Las propuestas que hemos visto en la recién celebrada Mipel nos avanzan el aumento del volumen de los bolsos, los tonos terrosos, la flexibilidad de las pieles, las texturas grabadas, los estampados y, muy especialmente las superficies arrugadas, plisadas o gofradas. Se nota un predominio de dos tendencias opuestas: el bolso simple y sin ornamentaciones superfluas y el que se nos propone muy enriquecido tanto a nivel de texturas como de aplicaciones ornamentales. No existen los términos medios. En cuanto a colores, los ocres, dorados, terrosos y vinosos, los más recomendados.
Asistimos a una tendencia de bolsos más construidos, accesorios pesados, pespunteados visibles, tachas… Retornan las mochilas, (y no solamente para el hombre) y también los bolsos ajustados a la cintura.
Monederos, también grandes e inspirados en los años 80 aunque, a veces, excepcionalmente también se proponen los pequeñísimos cuando se requiere elegancia y glamour. En esta línea de marroquinería observamos decoraciones inspiradas en el fuego, aspectos sillería, vintage, y detalles japoneses.
¿Cuál es la anticipación para la inmediata primavera verano 2008? En esta temporada veremos confirmado en crecimiento de los volúmenes pero en contraposición también los pequeños y pequeñísimos estarán de actualidad. Se aportará por las texturas mórbidas aunque aparentemente tengan la imagen de estructuradas. Detalles funcionales y todavía importancia de los pequeños accesorios. Colores fríos, claros y en particular en los vestidos y, en oposición, el neon intenso, fresco y dinámico, los colores de las especias y los tonos secos y deshidratados.
Patronajes simples
Simplicidad y clasicismo en los portafolios de ejecutivo y en los bolsos urbanos para las que apuestan por el color pero que prefieren las formas sencillas.
Tonos terrosos en dos versiones distintas
En ambos bolsos, las asas son dobles y cortas pero mientras que en uno de ellos destacan los juveniles grafismos, en el otro son los trenzados de las asas los que acaparan la atención.
El tacto de la flexibilidad
En tono ocre o en rojo Burdeos, la flexibilidad, dulce al tacto, contrasta con la dureza de las tachuelas.
Minimalismo pero con discretos adornos
Se trata de bolsos muy minimalistas que toman, como colgante, algunos detalles coordinados.

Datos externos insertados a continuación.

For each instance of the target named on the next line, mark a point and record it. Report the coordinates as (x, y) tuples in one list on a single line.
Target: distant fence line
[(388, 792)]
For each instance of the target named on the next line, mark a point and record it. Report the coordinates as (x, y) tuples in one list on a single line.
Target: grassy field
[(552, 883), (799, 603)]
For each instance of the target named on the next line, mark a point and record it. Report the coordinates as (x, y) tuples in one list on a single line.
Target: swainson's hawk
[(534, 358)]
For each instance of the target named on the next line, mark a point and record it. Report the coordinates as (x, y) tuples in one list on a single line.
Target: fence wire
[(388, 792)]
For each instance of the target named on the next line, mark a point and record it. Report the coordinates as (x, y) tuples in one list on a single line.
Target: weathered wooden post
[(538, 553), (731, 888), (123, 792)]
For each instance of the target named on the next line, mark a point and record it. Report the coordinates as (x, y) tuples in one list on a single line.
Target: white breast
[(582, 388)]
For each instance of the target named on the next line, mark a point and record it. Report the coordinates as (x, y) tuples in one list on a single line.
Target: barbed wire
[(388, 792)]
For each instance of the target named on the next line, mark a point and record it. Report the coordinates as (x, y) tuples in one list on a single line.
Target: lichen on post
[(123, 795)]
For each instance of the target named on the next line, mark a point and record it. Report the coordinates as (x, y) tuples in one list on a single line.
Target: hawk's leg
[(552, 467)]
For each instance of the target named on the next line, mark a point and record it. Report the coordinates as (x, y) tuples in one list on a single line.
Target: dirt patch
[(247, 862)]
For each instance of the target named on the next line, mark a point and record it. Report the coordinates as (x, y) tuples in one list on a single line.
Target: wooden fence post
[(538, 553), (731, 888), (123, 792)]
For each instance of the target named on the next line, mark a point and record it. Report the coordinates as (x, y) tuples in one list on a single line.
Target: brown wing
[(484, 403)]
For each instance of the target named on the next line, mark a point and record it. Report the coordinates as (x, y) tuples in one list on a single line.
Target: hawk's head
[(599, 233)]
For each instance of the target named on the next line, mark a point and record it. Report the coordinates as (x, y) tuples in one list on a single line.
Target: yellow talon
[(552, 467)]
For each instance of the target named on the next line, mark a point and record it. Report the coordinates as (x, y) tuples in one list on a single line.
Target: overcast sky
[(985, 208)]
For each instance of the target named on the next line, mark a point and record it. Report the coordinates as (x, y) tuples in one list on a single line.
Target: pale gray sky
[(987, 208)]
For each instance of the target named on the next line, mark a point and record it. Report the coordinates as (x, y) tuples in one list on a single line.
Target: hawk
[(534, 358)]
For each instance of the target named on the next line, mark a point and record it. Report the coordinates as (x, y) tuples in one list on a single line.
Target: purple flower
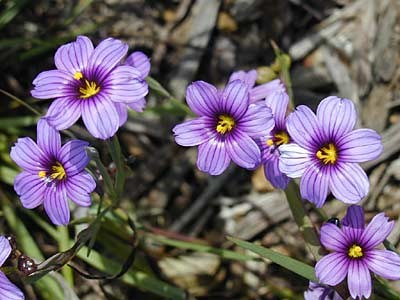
[(320, 292), (141, 62), (354, 254), (278, 102), (327, 151), (51, 173), (259, 92), (8, 291), (91, 83), (225, 127)]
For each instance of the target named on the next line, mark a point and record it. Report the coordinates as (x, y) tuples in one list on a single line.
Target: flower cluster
[(354, 252), (92, 83), (323, 149)]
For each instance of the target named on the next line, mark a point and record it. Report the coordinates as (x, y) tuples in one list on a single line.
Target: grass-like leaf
[(288, 263)]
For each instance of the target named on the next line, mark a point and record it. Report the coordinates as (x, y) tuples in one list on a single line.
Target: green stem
[(302, 220), (103, 171), (63, 244), (116, 154)]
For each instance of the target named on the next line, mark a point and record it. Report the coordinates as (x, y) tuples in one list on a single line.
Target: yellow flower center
[(327, 154), (355, 251), (56, 172), (225, 124), (87, 88), (280, 138), (78, 75)]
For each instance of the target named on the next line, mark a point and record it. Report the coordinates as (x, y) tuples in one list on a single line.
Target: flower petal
[(235, 99), (202, 98), (48, 139), (332, 238), (105, 57), (349, 183), (27, 155), (248, 78), (53, 84), (359, 280), (264, 91), (376, 231), (278, 102), (274, 175), (56, 204), (122, 111), (73, 57), (353, 223), (360, 145), (5, 249), (304, 128), (125, 85), (138, 105), (140, 61), (213, 157), (64, 112), (337, 116), (100, 117), (79, 188), (384, 263), (257, 120), (30, 188), (194, 132), (294, 160), (332, 268), (8, 290), (314, 184), (243, 150), (73, 157)]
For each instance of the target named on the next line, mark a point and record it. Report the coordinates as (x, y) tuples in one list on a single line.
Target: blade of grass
[(284, 261)]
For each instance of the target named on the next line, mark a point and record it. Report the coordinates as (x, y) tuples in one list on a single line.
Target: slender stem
[(63, 244), (22, 102), (103, 171), (302, 220), (116, 154)]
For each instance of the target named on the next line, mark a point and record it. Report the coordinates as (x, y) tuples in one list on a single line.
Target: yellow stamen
[(90, 89), (225, 124), (355, 251), (281, 138), (327, 154), (78, 75), (58, 172)]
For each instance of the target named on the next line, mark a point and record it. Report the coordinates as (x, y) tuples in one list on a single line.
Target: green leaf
[(48, 288), (287, 262), (223, 253), (157, 87), (135, 278)]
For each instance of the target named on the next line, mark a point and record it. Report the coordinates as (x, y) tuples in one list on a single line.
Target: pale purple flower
[(259, 92), (278, 102), (90, 82), (354, 252), (326, 151), (320, 292), (52, 173), (141, 62), (225, 127), (8, 291)]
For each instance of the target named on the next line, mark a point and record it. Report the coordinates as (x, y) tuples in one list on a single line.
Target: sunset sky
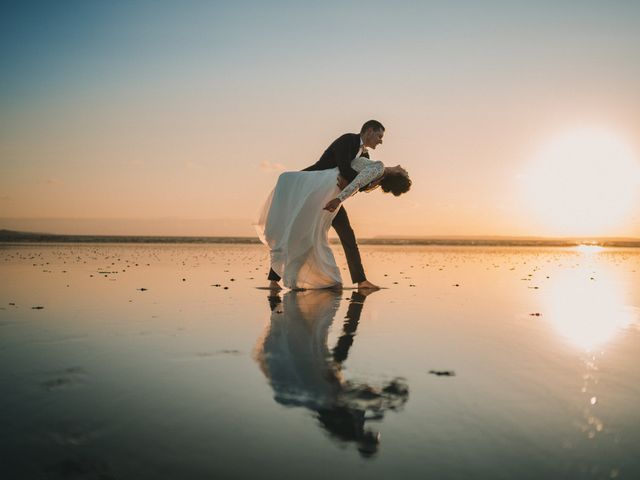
[(170, 118)]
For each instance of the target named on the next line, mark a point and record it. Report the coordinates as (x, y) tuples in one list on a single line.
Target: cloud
[(269, 167)]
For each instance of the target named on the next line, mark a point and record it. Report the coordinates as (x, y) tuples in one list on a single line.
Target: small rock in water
[(443, 373)]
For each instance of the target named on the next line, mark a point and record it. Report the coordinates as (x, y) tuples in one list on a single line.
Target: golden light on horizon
[(584, 182)]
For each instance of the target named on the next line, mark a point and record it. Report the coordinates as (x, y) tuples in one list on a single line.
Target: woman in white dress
[(296, 217)]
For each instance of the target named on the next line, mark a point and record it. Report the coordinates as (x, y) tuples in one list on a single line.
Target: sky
[(169, 118)]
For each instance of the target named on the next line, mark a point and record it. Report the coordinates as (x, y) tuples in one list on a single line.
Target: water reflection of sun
[(588, 303)]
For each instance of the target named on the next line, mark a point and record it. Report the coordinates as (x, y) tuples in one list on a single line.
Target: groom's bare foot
[(367, 285)]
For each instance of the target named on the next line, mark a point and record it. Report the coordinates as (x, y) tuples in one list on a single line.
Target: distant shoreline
[(10, 236)]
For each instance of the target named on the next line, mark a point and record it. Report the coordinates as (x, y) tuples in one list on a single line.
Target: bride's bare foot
[(367, 285)]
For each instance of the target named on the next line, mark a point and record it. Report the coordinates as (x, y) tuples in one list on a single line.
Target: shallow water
[(166, 361)]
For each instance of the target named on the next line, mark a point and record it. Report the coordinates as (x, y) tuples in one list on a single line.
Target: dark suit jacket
[(339, 154)]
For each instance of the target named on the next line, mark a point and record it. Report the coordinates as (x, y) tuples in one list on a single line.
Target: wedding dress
[(293, 224)]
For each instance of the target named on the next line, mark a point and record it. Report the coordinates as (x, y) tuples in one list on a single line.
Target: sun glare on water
[(584, 182)]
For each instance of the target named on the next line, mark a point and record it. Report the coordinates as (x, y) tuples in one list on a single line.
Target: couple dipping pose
[(295, 220)]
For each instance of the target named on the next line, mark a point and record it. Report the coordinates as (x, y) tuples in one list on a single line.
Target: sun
[(583, 183)]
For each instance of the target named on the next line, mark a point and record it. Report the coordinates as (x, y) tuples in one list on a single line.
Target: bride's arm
[(368, 171)]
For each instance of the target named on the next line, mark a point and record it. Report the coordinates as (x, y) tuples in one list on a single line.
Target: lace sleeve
[(368, 171)]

Pieles grabadas y asas cortas
Estilo Kelly y colores marfil para estos dos bolsos de doble asa corta.
El color ocre
Los tonos ocres para los bolsos urbanos y también para los portafolios.
Ornamentaciones metálicas
Brillos plateados o dorados en las hebillas o adornos de los bolsos y cinturones que huyen de la sencillez.
Gofrados o arrugados
Los gofrados y los dorados siguen en primera línea. En estas dos propuestas, a partir de superficies arrugadas o gofradas sobre imitación pelo.
Arrugados gofrados y formas geométricas
Dos propuestas distintas pero basadas en el punto común de: la superficie muy elaborada.
Ornamentados
La bolsa judía y la inspirada en un marcado espíritu vintage rebosan exuberancia.
Los bolsos estampados
Bien sea imitando las manchas felinas o los nuevos diseños de máxima actualidad, los estampados personalizan los bolsos extraordinariamente.